Computers could see their performance jump by one-third through an inexpensive cooling solution based on lithium bromide salt – all while enjoying 10 times longer cooling than using alternative passive cooling systems.
To remove heat generated by a computer’s central processing units, researchers designed a system that relies on water evaporation from a solution containing lithium bromide – a salt capable of absorbing water.

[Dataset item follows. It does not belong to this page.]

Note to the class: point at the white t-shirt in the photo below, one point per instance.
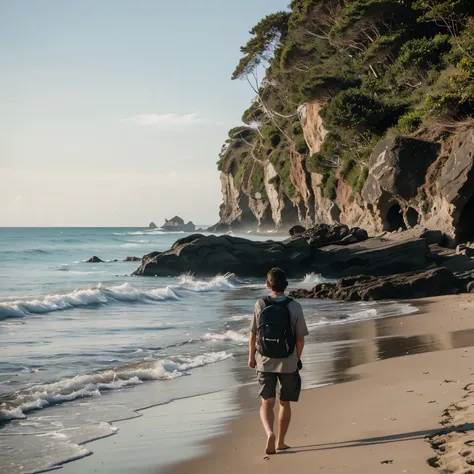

Wei Wu at the City University of Hong Kong in China and his colleagues placed the lithium bromide solution within a porous membrane that only allows water vapour to pass through. They set that within a hollow plate to ensure that no salty solution seeps through to the computer’s electronics, and then added a metal heat sink to efficiently transfer heat away from the adjacent computing device.
That cooling process allows the computer processors to draw more power during intensive computing without overheating. When the computer is idling and not running hot, the passive cooling system can replenish its water and effectively reset.
“The device can spontaneously and quickly recover its cooling capacity by absorbing water vapour from the air during off hours, just like a mammal rehydrating and preparing to sweat again,” says Wu.
Testing showed that the passive cooling system could keep an off-the-shelf computer processor running below 64°C (147°F) for about 400 minutes – a huge improvement over alternative passive cooling systems. For example, one alternative uses a chromium-based metal-organic framework (MOF), which can hold a lot of water moisture. But these MOFs are expensive and only provide cooling for 42 minutes. The salt solution delivers cooling with 1000 times better cost-effectiveness than the MOF approach.
Salt cooling enabled the computer processor to improve its average input power – and therefore computing performance – by almost 33 per cent during testing.
Such passive cooling could prove extremely helpful in both personal computing devices and in computer servers packed within hot data centres. But it could also work with batteries, solar cells and buildings, says Wu.